How to Teach CPR Classes to Children
- Preparation is the key so spend time making sure that you’re ready to give a high quality class. You can get some or all of your instructional materials or manuals from the organization that certified you. Training dummies are essential in class but can be a bit pricey. Luckily, you can rent them out or check if St Mark James or American Heart Association can supply them, along with other materials you might need. However, if these organizations can’t provide you with training dummies, you should consider working out an arrangement with your students or their parents. The cost of a training dummy plus other instruction manuals usually cost around $40 – $50 per student. Aside from these materials, make sure you have a training room that’s comfortable, well-lighted and has adequate space and facilities that you can use for 4 – 6 hours.

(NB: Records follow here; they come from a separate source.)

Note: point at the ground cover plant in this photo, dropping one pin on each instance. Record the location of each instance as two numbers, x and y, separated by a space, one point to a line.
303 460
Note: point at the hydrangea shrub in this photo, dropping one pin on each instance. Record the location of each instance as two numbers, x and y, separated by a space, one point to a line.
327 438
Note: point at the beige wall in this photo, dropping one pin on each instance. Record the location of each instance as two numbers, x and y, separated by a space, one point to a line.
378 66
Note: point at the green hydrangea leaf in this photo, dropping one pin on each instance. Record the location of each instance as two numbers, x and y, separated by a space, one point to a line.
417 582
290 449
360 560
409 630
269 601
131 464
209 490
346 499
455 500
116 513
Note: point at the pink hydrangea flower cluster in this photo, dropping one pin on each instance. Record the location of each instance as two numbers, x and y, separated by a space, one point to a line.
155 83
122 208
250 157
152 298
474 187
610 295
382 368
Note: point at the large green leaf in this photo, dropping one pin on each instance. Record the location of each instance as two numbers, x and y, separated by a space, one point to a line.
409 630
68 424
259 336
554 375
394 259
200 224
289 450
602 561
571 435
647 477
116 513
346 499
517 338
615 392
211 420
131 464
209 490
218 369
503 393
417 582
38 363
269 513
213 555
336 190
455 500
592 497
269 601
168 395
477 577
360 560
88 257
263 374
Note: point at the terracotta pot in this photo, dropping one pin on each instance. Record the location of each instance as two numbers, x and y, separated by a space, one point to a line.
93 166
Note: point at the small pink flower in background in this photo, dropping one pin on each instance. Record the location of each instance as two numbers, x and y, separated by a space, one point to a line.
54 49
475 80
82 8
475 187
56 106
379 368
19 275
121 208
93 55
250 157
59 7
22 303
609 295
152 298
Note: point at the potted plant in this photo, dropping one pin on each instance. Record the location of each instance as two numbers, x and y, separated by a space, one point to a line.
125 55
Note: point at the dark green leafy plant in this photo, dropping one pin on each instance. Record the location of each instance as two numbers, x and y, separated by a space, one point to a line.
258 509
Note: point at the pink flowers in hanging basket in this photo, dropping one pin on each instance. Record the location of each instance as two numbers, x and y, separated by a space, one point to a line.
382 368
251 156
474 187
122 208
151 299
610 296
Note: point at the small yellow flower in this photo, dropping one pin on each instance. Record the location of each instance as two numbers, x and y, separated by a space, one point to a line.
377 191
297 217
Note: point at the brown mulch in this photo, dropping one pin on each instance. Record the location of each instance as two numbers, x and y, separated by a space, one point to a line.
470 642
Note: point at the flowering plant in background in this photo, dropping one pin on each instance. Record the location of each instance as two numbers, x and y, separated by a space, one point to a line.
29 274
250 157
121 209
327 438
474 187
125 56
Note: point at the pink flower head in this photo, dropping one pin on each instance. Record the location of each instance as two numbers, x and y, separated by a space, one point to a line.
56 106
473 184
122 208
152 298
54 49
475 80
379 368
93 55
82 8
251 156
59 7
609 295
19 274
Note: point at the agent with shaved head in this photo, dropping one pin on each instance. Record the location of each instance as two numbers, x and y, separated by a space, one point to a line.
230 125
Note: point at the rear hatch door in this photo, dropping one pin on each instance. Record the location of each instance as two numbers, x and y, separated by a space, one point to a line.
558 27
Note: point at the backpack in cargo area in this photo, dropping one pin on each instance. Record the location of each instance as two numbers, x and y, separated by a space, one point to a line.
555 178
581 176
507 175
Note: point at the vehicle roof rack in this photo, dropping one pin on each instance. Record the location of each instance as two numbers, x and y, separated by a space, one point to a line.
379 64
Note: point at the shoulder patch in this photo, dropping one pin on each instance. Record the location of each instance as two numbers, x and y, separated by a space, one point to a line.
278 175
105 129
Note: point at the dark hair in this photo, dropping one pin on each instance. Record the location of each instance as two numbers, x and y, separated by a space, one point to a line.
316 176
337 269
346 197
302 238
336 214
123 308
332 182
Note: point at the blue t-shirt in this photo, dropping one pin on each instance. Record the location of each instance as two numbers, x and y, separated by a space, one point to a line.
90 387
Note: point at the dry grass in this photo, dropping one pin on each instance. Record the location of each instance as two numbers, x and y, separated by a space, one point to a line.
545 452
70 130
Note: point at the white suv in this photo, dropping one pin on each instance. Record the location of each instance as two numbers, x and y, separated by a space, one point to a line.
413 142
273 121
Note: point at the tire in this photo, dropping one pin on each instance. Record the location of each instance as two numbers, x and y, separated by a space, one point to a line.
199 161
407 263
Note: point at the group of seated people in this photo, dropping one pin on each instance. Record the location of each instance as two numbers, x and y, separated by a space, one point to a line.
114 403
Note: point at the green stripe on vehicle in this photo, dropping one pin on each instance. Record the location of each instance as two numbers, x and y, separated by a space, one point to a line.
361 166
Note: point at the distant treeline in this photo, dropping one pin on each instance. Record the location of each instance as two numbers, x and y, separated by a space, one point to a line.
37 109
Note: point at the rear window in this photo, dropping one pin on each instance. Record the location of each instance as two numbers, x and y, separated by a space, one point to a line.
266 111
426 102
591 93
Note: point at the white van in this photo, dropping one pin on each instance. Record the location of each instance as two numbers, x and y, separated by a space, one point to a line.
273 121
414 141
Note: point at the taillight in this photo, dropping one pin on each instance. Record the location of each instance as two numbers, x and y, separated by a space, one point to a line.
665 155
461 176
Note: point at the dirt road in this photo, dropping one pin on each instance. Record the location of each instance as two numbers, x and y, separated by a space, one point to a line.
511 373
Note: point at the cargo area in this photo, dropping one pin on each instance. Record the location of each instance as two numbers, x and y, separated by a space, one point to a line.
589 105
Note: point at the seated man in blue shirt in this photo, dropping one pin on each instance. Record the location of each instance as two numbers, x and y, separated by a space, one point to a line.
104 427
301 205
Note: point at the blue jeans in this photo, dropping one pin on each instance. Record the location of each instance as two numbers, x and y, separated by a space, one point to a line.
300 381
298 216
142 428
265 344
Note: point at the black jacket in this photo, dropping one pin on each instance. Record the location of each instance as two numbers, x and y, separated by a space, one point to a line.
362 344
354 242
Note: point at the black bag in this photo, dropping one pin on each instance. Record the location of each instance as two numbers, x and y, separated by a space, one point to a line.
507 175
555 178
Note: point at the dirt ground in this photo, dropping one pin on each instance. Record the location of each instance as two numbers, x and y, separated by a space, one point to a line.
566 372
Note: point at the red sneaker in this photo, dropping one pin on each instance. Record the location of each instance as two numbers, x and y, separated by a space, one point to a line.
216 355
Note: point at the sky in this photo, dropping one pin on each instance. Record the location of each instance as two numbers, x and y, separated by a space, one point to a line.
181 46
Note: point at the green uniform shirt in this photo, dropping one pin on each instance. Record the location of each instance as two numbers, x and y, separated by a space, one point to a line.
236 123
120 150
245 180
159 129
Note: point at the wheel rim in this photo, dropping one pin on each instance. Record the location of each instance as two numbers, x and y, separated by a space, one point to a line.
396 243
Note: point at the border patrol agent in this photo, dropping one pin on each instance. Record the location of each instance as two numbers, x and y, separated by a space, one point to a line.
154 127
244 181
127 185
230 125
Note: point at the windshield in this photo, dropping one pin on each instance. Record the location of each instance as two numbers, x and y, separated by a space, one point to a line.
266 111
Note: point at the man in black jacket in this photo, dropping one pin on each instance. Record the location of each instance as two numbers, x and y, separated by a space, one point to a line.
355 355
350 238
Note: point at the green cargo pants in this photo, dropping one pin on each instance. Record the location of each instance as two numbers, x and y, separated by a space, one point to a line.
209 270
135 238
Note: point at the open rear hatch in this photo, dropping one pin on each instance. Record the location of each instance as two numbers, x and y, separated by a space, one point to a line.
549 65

- Greet your students warmly and enthusiastically. Introduce yourself, point out the location of the exits and restrooms and explain your class rules. For instance, you can ask your students to turn off their cell phones as they’re a distraction or you can have your students introduce themselves. Talk about the importance of CPR, why it’s useful, how effective it is and how it works.
- Teach your students how to identify an emergency, like someone choking or experiencing a cardiac arrest. Don’t forget to discuss topics like the Good Samaritan Laws, which have been passed to protect the rights of first aid responders, how to prevent the transmission of diseases by using face shields and gloves and a quick look-over of blood-borne bacteria. Students should have a clear understanding of these topics before you can move to the next discussion.
- One great strategy for teaching CPR classes is to involve the students’ different senses. One effective way is to explain the necessary skills needed to do CPR and then showing a video of the procedure. Follow it up with a physical demonstration and then let students practice doing it. Avoid overwhelming your students with a lot of information given all at once. Practice on learning one skill (ex. looking for a pulse) before moving to the next topic.
Use this format to teach different first aid and CPR skills until all your students have shown they understand and are competent in it. Check how much they’ve learned by giving them a written and a practical test. Once that’s all done, congratulate yourself and your students for teaching and learning about an important life skill.